Questi esuli, dunque, provenienti dal Medio Oriente o dall’Africa, dopo aver vissuto esperienze disumanizzanti nel loro lungo tragitto, vengono successivamente sottoposti a giudizi xenofobi e pratiche di brutalizzazione proprio da quella comunità europea, nel momento in cui molti Paesi del vecchio continente decidono di non riconoscere a questi disperati il diritto di fare domanda d’asilo, mentre sono stati spesso costretti a lasciare il loro paese per sfuggire a situazioni di pericolo di vita nei loro luoghi d’origine. Insomma, l’Europa ignora sistematicamente i diritti dei migranti mentre in un certo modo sostiene le pratiche vessatorie e le umiliazioni cui vengono sottoposti questi “umani in esilio” nel momento in cui tentano di raggiungere le nostre terre o attraversano i territori dell’Unione Europea.

Ecco, allora, che il modo in cui gli esuli vengono trattati e respinti è indubbiamente un segno preoccupante del nostro tempo. E questo avviene pure tra Italia e Francia.

“Hanno iniziato a correre. Hanno creduto di aver sentito uno sparo. Si sono spaventati e si sono fermati. La donna incinta era terrorizzata e ha cominciato a tremare tutta, temendo che la colpissero. I quattro agenti li hanno raggiunti e, per pura formalità, hanno chiesto loro il permesso di soggiorno, che non avevano. La donna è rimasta seduta per mezz’ora, senza poter dire nulla, cercando di riprendersi. Poi i quattro gendarmi li hanno portati al posto di frontiera, dove sono stati consegnati agli agenti di polizia, che li hanno registrati, facendo loro firmare documenti che non capivano e spiegando in un inglese stentato che sarebbero stati riportati in Italia”.

Didier Fassin, Anne-Claire Defossez, Umanità in esilio.

Eppure tutto questo sembra incredibile, non solo perché Italia e Francia sono Paesi che si definiscono Paesi democratici e Stati di diritto che riconoscono la Convenzione di Ginevra sui Rifugiati.

Sembra incredibile anche per un altro motivo, di natura socio-economica. Lo hanno raccontato anche gli stessi Didier Fassin e Anne-Claire Defossez in un articolo pubblicato sullo speciale Robinson di Repubblica, il 17 agosto 2025.

“In queste loro politiche, i Paesi europei si svincolano sempre più dalle regole internazionali, per esempio sospendendo il diritto all’asilo per periodi più o meno lunghi. Eppure, in un momento in cui la situazione demografica dei Paesi europei è in declino e la loro economia necessita del reclutamento di manodopera, i finanziamenti stanziati per la repressione sarebbero meglio spesi se venissero messi a disposizione della degna accoglienza di queste persone e per favorire la loro integrazione. Non è solo una questione di umanità”.

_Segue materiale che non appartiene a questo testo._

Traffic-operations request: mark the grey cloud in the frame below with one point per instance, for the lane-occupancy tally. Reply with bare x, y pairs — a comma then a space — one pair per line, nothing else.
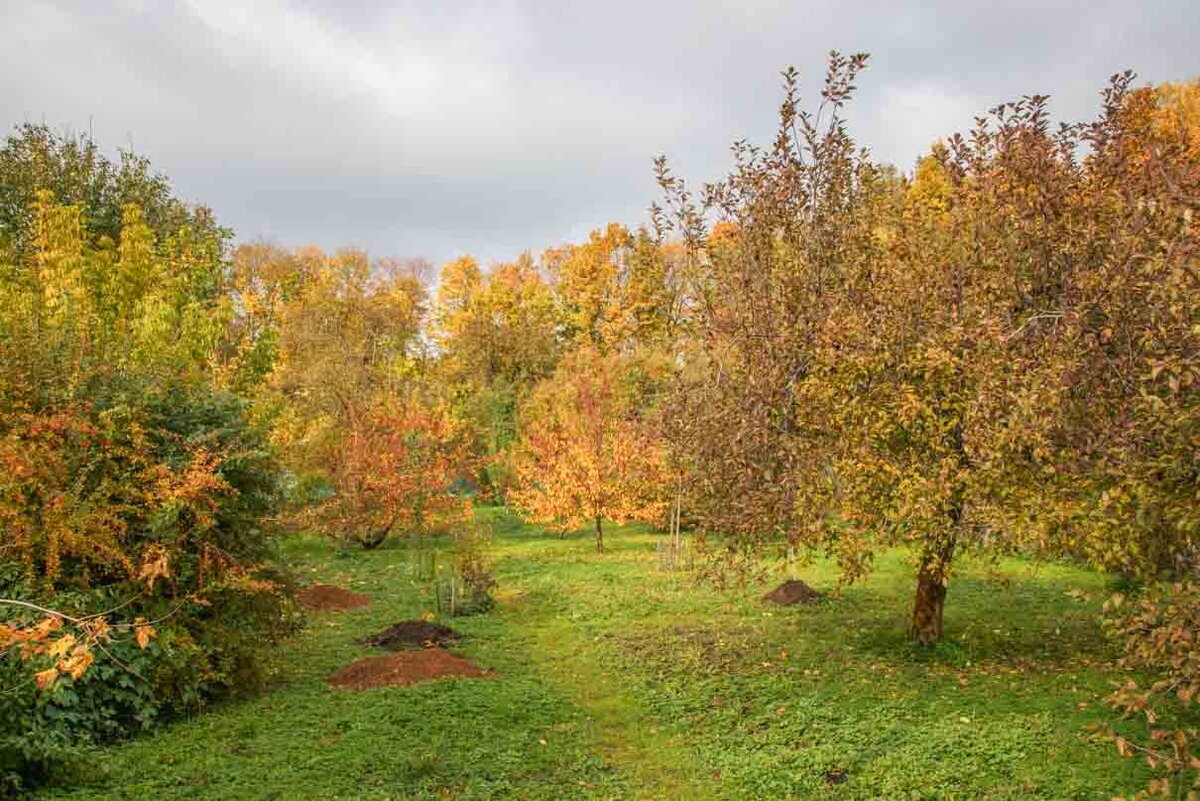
432, 128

Ma è un’altra la cosa incredibile che i due sociologi francesi hanno scoperto nella loro lunga e dettagliata ricerca svolta lungo la frontiera alpina, in Val di Susa, a Briançon, attraverso il Colle del Monginevro, uno dei più accessibili delle Alpi.

Didier Fassin e Anne-Claire Defossez hanno infatti scoperto che di questi migranti non importa niente a nessuno. Tanto più ora al cospetto delle altre due crisi maggiori internazionali, cioè Gaza e l’Ucraina.

Di ciò che accade ai migranti quasi non se ne parla più, tanto che la tragedie che avvengono tuttora non vengono neanche più definite con un nome, come invece era successo con il naufragio di Cutro nel 2023, in Calabria, per esempio. E se le cose non hanno un nome, allora non esistono neppure.

Lo confermano appunto Didier Fassin e Anne-Claire Defossez nel loro libro, Umanità in esilio. Cronache dalla frontiera alpina, tradotto e pubblicato in Italia per Feltrinelli Editore.